- Published on
Data Lakehouses
- Authors
- Name
- Arunabh Bora
- @arunabh223
What is a Data Lakehouse?
A Data Lakehouse open data management architecture that combines the flexibility, cost-efficiency, and scale of Data Lake with the data management and ACID transactions of Data Warehouse. Lakehouses have Data Lake Table Formats ( Delta Lake, Apache Iceberg & Apache Hudi) that enable Business Intelligence (BI) and Machine Learning (ML) on all data.
What make a data lakehouse so special?
Data lakehouses support open table formats and it has the features of both data lake and a data warehouse. That is, data lakehouses support transactional processing with the storage capabilities of that of a data lake. This is enabled by Delta lake.

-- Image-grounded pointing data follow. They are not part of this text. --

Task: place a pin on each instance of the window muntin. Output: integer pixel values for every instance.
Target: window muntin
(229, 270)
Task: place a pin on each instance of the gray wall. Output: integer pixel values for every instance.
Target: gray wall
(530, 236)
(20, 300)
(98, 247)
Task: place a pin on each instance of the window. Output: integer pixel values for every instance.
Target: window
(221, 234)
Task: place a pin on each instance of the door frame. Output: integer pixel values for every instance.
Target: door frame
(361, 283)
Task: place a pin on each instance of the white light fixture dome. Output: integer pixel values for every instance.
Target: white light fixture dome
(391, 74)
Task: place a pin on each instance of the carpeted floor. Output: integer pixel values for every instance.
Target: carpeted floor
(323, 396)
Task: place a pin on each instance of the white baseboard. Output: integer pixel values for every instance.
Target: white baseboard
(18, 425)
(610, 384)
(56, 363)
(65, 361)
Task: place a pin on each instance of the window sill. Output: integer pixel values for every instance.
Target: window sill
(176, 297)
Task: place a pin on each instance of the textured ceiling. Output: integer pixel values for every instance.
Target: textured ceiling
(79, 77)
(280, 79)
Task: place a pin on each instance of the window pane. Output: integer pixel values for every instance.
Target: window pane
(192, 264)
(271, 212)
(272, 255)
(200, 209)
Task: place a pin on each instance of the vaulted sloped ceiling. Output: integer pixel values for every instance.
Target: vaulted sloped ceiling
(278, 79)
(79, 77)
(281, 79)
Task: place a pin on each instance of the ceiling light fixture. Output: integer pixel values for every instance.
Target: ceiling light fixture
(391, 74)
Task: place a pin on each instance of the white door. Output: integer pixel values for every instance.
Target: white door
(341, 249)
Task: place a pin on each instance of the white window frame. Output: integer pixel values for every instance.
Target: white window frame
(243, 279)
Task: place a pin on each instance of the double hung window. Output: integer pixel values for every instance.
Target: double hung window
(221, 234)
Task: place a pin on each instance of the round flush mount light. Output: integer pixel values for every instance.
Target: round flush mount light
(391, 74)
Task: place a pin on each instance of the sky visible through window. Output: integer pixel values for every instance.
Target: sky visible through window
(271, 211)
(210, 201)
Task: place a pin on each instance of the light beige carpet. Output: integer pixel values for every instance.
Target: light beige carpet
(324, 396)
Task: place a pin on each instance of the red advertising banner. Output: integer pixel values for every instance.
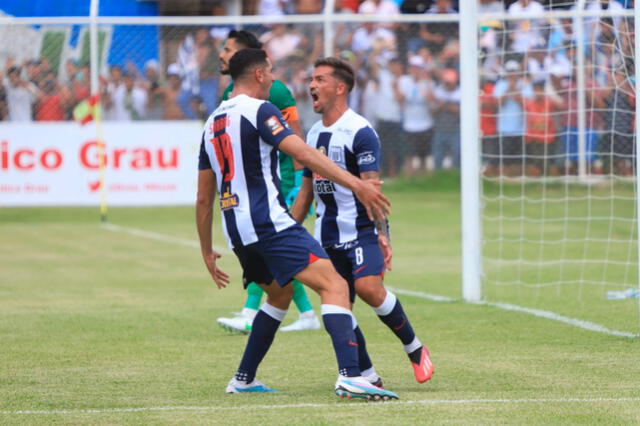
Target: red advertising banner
(147, 163)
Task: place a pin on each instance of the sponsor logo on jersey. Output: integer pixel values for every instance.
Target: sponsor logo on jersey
(323, 186)
(229, 201)
(274, 125)
(336, 154)
(365, 158)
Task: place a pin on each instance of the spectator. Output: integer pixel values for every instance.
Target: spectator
(509, 92)
(541, 134)
(488, 124)
(151, 84)
(414, 6)
(3, 104)
(20, 94)
(272, 7)
(35, 69)
(125, 102)
(490, 6)
(170, 92)
(280, 42)
(619, 128)
(415, 90)
(308, 6)
(388, 113)
(525, 33)
(189, 72)
(347, 6)
(438, 34)
(570, 132)
(52, 100)
(208, 63)
(369, 37)
(446, 111)
(591, 24)
(379, 7)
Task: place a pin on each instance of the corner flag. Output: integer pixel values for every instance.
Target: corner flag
(87, 110)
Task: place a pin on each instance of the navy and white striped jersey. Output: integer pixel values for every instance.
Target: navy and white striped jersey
(239, 144)
(352, 144)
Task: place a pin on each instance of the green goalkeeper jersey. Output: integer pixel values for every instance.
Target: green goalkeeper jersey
(281, 97)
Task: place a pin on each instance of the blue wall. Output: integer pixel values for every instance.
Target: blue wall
(128, 43)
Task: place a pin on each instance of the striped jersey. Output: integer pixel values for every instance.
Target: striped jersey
(352, 144)
(239, 144)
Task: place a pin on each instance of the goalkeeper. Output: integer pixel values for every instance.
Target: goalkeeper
(290, 180)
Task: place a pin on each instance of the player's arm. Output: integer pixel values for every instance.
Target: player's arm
(204, 220)
(368, 192)
(366, 148)
(271, 127)
(381, 224)
(303, 200)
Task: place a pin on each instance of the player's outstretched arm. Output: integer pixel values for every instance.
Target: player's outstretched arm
(382, 226)
(204, 219)
(303, 201)
(367, 191)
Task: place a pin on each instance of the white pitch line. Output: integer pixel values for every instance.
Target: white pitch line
(157, 236)
(535, 312)
(586, 325)
(332, 406)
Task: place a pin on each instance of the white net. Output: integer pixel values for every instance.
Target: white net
(559, 195)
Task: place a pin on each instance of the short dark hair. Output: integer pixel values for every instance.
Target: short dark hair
(245, 38)
(245, 60)
(341, 70)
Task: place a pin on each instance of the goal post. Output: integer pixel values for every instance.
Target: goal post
(470, 154)
(559, 226)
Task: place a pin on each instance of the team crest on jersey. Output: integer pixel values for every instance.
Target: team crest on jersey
(336, 154)
(229, 201)
(365, 158)
(274, 125)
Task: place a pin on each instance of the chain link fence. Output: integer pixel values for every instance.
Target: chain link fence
(407, 84)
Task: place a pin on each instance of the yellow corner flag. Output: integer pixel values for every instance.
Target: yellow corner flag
(87, 110)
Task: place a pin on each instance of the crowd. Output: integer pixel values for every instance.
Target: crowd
(407, 83)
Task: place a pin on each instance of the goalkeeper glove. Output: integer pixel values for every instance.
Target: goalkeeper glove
(297, 181)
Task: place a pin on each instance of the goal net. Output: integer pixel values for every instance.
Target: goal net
(559, 193)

Delta lake has many cool features:
- ACID transactions
- Time travel (version history) & Version pruning
- Transaction logs
- SQL API to write native SQL as insert, update, delete and even merge statements
- Apache Parquet open format for data storage
- Schema evolution
- Unified handling of batch and stream data
Open table formats
Data lake file formats are more column-oriented and compress large files with added features. The main players here are Apache Parquet, Apache Avro, and Apache Arrow. These file formats have additional features such as split ability and schema evolution. These are a team and programming language agnostic. Data lake table formats allow you to efficiently query your data directly out of your data lake. No initial transformation is needed. The file formats are good at storing big data in a compressed way and returning it for column-oriented analytical queries.